Viterbo – “La scelta della minimacchina del centro storico di aprire alle ragazze e quella delle altre minimacchine e del trasporto del 3 settembre di dedicare la manifestazione alle donne vittime di violenza rappresentano un passaggio storico fondamentale non solo per la macchina di Santa Rosa, ma per tutta la città e il territorio della Tuscia”. La segretaria generale della Uil scuola di Viterbo, Silvia Somigli, interviene sulla giornata del primo settembre, che vedrà il passaggio di Eterna, è quella del 3, con Gloria.
Silvia Somigli
“Ai comitati delle minimacchine – ha detto Somigli -, agli organizzatori di Eterna e al Sodalizio dei facchini, va il plauso di tutto il sindacato dei lavoratori. Una scelta che andrebbe raccontata nelle scuole”.

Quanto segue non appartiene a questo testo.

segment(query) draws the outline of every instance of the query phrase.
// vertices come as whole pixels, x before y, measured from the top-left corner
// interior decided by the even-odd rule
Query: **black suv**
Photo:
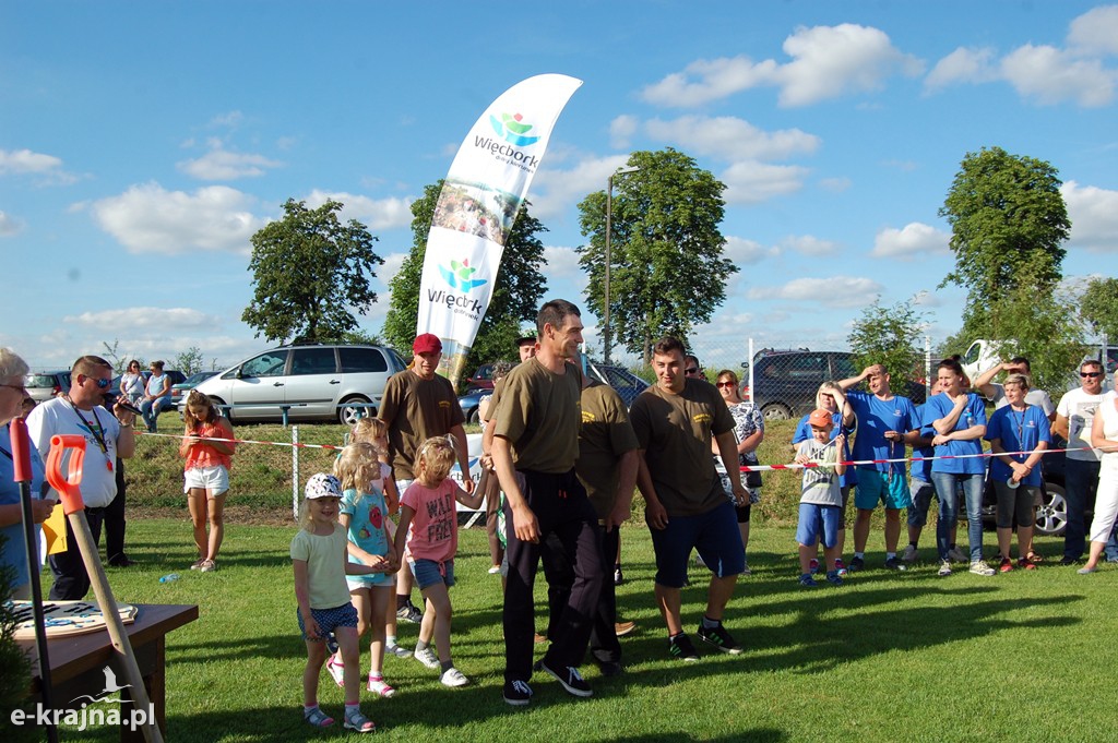
[[[742,364],[748,369],[748,364]],[[827,380],[858,377],[854,354],[849,351],[812,351],[762,349],[754,358],[754,389],[742,388],[742,397],[752,399],[766,420],[802,418],[815,408],[815,393]],[[750,394],[752,392],[752,394]],[[922,384],[909,382],[894,390],[913,404],[923,403],[927,394]]]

“Viterbo e il trasporto – ha aggiunto Somigli – li portiamo nel cuore ogni giorno. Ma la scelta fatta dal Sodalizio e dal comitato del centro storico ci fanno sentire ancor più fieri e orgoglio di appartenere alla città e alla festa di Santa Rosa”.
Macchina di Santa Rosa – Gloria
Sono 25 le ragazze che da quest’anno faranno parte del trasporto della minimacchina del centro storico dopo l’apertura del comitato. La macchina del tre settembre a sua volta è dedicata ai 10 anni del riconoscimento Unesco ai 45 anni dalla fondazione del Sodalizio e alle donne vittime di violenza. “Una scelta che cade in un contesto sociale – conclude Somigli – drammatico che necessità di risposte non solo sul piano legale e istituzionale, ma anche culturale”.

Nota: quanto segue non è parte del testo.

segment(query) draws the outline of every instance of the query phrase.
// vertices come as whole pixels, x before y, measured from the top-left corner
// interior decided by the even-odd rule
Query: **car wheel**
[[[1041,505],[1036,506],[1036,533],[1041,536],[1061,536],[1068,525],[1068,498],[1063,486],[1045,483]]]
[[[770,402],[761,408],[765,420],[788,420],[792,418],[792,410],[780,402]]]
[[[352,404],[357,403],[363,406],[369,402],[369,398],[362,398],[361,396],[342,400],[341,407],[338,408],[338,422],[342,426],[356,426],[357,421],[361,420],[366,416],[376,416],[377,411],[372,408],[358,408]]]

Il riferimento di Somigli è alle violenze sessuali che in queste ultime settimane hanno coinvolto delle giovanissime ragazze a Palermo e a Napoli. “La famiglia, la scuola, le istituzioni, la chiesa, la rete sociale che ruota attorno a chi ha violentato le giovani ragazze a Napoli e a Palermo – ha concluso Somigli – devono rivedere le loro presente nelle vite di queste persone. Serve un pensiero nuovo, pensieri di vita e di amore”.